In my experience, a hotel generates approximately
one request for a doctor per month for every hundred rooms. My record, in case
you’re wondering, is 208 calls in 1995 from the old Century Plaza which had
1076 rooms.
The Airport Hilton has over 1,200 rooms, but I average
a dozen calls a year. When I asked the security officer why the hotel called so
infrequently he gave the usual wrong answer (“no one’s been sick”). When I
asked who they called besides me, he peered down at his desk where, under a
sheet of glass lay business cards advertising taxis, masseurs, florists,
limousine services, clinics, pharmacies, et al. I saw my card and none from
three rival hotel doctors who prefer the area in and around Beverly Hills where luxury hotels concentrate. They occasionally drive the extra ten miles to
the airport, but I doubted they were responsible for my shortfall.
My eyes fell on a card from a national housecall
service. Several exist, and I made half a dozen visits for this agency but
stopped because guests blamed me for the bill.

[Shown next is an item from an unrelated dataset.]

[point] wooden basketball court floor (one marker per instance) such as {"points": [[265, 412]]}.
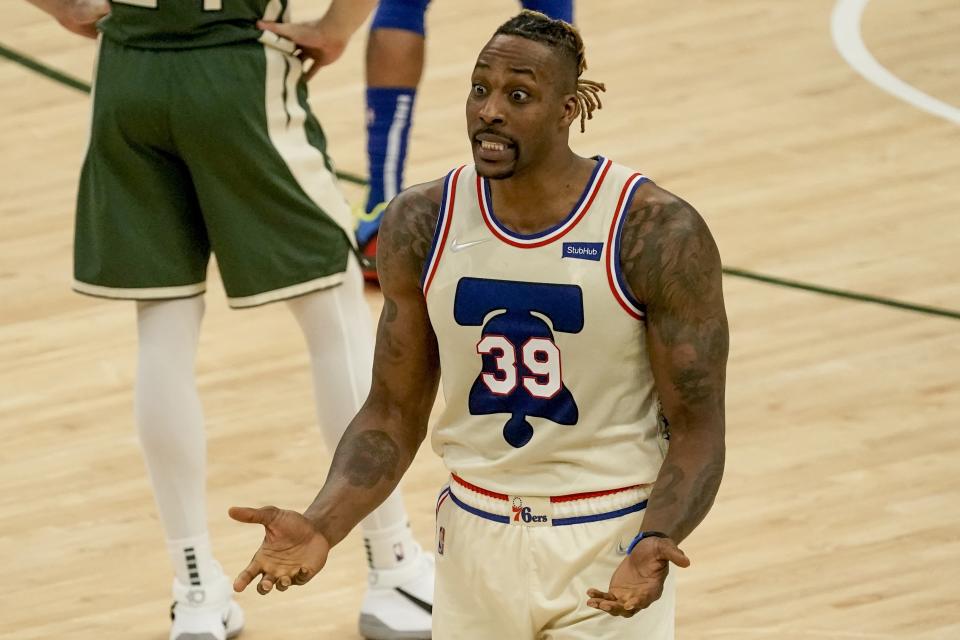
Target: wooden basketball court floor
{"points": [[839, 515]]}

“Do you know how much these people charge?” I
asked. “Eight hundred dollars!” The security officer expressed polite dismay.

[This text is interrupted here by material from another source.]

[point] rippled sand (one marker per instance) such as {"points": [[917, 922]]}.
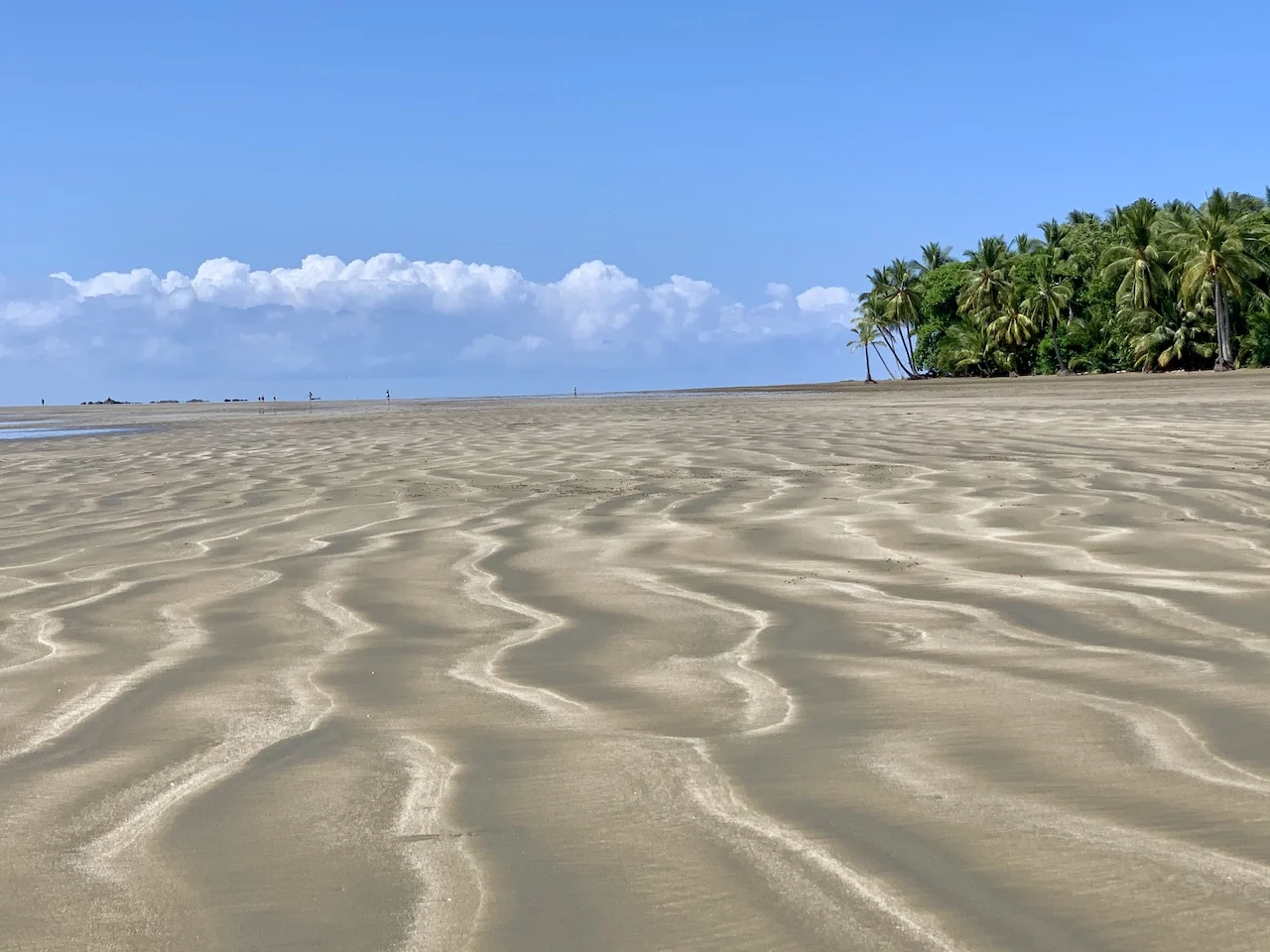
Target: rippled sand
{"points": [[938, 666]]}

Guests rarely complain about a doctor’s fee, so he didn’t care.
That’s the problem. Luxury hotels make sure a
doctor is available, but many managers at the mid-level give it a low priority,
so employees make their own choices when a guest asks for help.
Now and then, mysteriously, the light dawns, and
a hotel begins to call regularly. Decades may pass before this happens, and I’m
still waiting for the Airport Hilton.